I learned from my previous attempt, so first, I wanted to build the extension as that was the fragile part that decided if this approach would work or not.

I wrote a barebones browser extension with TypeScript

I started my work by building on top of the synchronization, I included timestamps in every request and calculated the latency to make sure the video player was always at the right time. I also made sure the player could not be paused or played by accident. The state of your local video player was always kept identical to what was expected, considering all the gimmicks of managing a third-party video player across browser frames.

I ran periodic checks to see if there was a minimum desync of around 300ms to ensure the video player did not go out of sync for whatever reason. If I ensured the sync beyond this value, it would become an unsmooth experience, getting synced every time you drop 50 ms behind.

There is one thing I never did get around to implementing though, browsers do not play a video immediately when you ask it to, there’s a bit of a delay, so I would like to calculate an average of that delay and use it in my calculations in the future.

No matter what I did, I could not beat that 300ms of desync, and was unable to achieve a pixel perfect sync.

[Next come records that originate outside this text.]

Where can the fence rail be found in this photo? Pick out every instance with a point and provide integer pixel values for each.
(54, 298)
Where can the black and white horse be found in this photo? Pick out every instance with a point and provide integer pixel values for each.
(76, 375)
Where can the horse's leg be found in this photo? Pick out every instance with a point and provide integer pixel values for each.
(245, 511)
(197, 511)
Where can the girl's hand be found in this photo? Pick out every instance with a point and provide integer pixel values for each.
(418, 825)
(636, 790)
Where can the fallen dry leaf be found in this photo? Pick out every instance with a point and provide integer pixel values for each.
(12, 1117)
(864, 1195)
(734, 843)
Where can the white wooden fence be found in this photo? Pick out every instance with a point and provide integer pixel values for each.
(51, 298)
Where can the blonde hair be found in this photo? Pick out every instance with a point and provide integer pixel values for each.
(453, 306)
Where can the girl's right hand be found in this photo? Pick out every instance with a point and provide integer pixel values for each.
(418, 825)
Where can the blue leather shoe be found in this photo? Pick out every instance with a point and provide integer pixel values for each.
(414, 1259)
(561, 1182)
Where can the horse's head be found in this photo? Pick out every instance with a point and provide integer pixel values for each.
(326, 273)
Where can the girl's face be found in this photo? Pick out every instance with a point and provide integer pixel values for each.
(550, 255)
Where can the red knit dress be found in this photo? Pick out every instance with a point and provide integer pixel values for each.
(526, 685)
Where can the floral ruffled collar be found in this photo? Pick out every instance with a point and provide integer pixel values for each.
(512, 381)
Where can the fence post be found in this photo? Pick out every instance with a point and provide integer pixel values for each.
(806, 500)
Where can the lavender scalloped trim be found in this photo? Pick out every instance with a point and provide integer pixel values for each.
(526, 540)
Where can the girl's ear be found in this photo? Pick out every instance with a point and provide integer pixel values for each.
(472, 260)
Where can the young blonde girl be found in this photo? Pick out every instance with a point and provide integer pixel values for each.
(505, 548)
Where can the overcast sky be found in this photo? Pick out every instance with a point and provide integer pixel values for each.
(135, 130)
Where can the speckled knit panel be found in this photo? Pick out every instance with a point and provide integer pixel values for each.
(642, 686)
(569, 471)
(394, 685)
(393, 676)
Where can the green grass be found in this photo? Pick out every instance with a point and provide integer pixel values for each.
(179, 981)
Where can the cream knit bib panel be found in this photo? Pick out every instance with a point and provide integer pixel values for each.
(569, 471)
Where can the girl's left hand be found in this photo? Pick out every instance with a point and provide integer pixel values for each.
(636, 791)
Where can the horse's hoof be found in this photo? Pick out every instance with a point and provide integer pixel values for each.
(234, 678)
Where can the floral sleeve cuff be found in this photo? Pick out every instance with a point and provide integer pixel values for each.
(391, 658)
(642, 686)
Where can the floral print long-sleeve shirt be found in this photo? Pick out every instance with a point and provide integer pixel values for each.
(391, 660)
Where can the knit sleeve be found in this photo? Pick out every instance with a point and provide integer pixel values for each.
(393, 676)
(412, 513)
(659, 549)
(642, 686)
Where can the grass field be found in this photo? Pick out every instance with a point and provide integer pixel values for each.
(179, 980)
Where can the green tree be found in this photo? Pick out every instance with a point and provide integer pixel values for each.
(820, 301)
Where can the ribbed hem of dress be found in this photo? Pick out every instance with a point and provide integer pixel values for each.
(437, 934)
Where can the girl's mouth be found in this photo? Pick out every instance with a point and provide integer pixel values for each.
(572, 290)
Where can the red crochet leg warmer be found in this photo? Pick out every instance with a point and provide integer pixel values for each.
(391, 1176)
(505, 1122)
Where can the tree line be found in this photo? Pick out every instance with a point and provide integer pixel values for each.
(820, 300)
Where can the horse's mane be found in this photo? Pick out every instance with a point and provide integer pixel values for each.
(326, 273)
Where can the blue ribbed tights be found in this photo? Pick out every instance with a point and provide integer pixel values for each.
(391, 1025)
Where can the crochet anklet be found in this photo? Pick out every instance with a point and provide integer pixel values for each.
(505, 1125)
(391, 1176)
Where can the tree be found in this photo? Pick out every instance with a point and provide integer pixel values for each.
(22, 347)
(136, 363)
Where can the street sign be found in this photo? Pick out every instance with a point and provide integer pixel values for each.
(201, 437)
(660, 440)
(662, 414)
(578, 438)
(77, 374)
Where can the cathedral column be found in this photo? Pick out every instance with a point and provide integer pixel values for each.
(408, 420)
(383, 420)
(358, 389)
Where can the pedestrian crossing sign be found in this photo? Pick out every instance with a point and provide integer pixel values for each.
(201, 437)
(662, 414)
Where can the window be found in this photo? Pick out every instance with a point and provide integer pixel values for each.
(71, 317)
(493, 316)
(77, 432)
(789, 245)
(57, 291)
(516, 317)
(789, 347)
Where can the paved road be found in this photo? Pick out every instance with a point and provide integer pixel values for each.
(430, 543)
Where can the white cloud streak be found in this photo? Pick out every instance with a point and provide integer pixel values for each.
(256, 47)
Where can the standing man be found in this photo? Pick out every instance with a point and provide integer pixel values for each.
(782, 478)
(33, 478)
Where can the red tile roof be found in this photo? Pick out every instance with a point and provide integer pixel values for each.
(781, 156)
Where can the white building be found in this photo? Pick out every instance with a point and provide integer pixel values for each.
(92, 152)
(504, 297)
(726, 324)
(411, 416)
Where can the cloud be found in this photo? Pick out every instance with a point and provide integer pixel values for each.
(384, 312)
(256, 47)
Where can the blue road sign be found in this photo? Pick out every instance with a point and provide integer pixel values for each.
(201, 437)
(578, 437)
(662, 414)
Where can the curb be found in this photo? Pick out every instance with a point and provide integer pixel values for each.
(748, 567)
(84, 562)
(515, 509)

There’s also the issue of what happens when a user is buffering. So, I decided to tackle the Rabbit method.

I recreated the frontend with pure Vue (without Nuxt) and the backed in TypeScript (originally in JavaScript), then I was left with the elephant in the room, virtual machines.

I built a “master server” in TypeScript that was in charge of deploying VMs, and I allowed communication between it and the API through a simple WebSocket interface.

The master server employed Kubernetes to deploy VMs, it created pods hosting an Alpine Linux docker image with Firefox preinstalled.

I created a streaming gateway (Chakra) using Golang, what it would do is receive requests from VMs to create a streams, and create corresponding streams for them. The communication between VMs and Chakra used a simple REST API.

The way it worked was: it setup an RTP server for each stream that would receive video and audio data, and when a viewer wanted to connect, it would create a new WebRTC peer that forwarded the RTP data to the viewer.

A room would utilize ffmpeg to create a video stream, it also ran a simple Node.js WebSocket server that allowed the VM to be remotely controlled using the fantastic Linux tool xdotool.